Het herdersleven was niet bijzonder zwaar; de enige taak van de herdersjongens bestond eruit, de schapen 's morgens vroeg naar de weiden te brengen en 's avonds weer terug naar de schaapskooi. Verder konden ze de hele dag luieren en lekker in het gras naar de blauwe lucht liggen kijken.
Maar Janko was anders. Plichtsgetrouw hoedde hij elke dag de hem toevertrouwde schapen, tot op een ochtend - het was juist aan het begin van de zomer - er een vreemde gebeurtenis plaatsvond: alle dieren verdwenen letterlijk voor zijn ogen.
Weliswaar stond het gras er ongewoon hoog bij, zodat een schaap er gemakkelijk in kon verdwalen, maar een hele kudde tegelijk? Janko liep naar de rivier, beklom alle bergen, keek naar alle kanten en riep zo hard hij maar kon, maar geen belletje, geen geblaat was er te horen en van de schapen was geen spoor te bekennen. Het leek erop, alsof ze van de aardbodem verdwenen waren.
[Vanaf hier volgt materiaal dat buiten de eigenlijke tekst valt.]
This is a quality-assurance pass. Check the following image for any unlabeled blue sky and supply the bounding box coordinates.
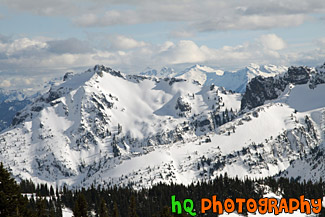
[0,0,325,88]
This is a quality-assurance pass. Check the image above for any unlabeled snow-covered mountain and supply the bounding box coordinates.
[0,89,30,132]
[140,66,176,78]
[140,63,288,93]
[0,62,325,187]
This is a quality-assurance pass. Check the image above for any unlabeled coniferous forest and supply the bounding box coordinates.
[0,164,325,217]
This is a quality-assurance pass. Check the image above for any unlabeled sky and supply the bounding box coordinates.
[0,0,325,89]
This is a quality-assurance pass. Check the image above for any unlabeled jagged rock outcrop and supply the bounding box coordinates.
[241,65,325,110]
Het liep al tegen de middag, toen de vermoeide jongen bij een bergweide kwam. Zijn voeten konden hem nauwelijks meer dragen, het zweet gutste van zijn voorhoofd en omdat hij toch niet meer wist, waar hij verder nog zoeken moest, ging hij uitgeput in het gras liggen om te rusten.
Het gras rook zo heerlijk, de vlinders fladderden over hem heen, de bijen zoemden en de zon brandde en brandde...
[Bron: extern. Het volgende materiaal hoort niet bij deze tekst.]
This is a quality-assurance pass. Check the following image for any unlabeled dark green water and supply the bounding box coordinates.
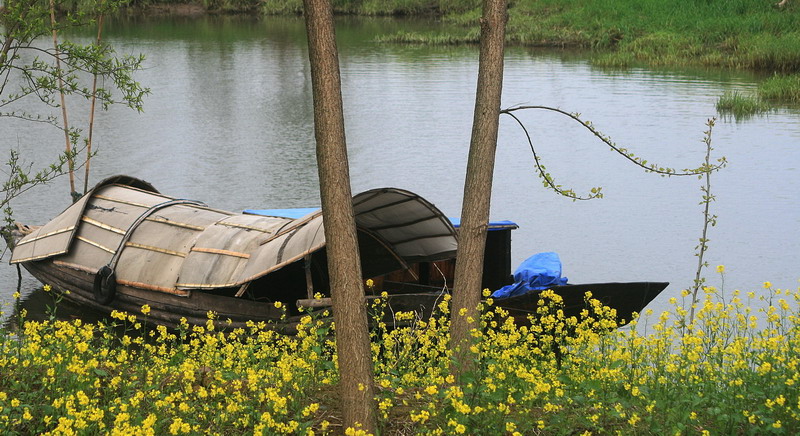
[0,17,800,318]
Geen wonder dus, dat zijn ogen langzaam dichtvielen. En in zijn slaap beleefde hij een wonderlijke droom: een goudgelokte nimf in een ragfijn wit en golvend gewaad kwam naar hem toe en boog zich over hem heen. Toen haar mond zich opende om te spreken leek het hem of duizenden herdersfluiten begonnen te spelen.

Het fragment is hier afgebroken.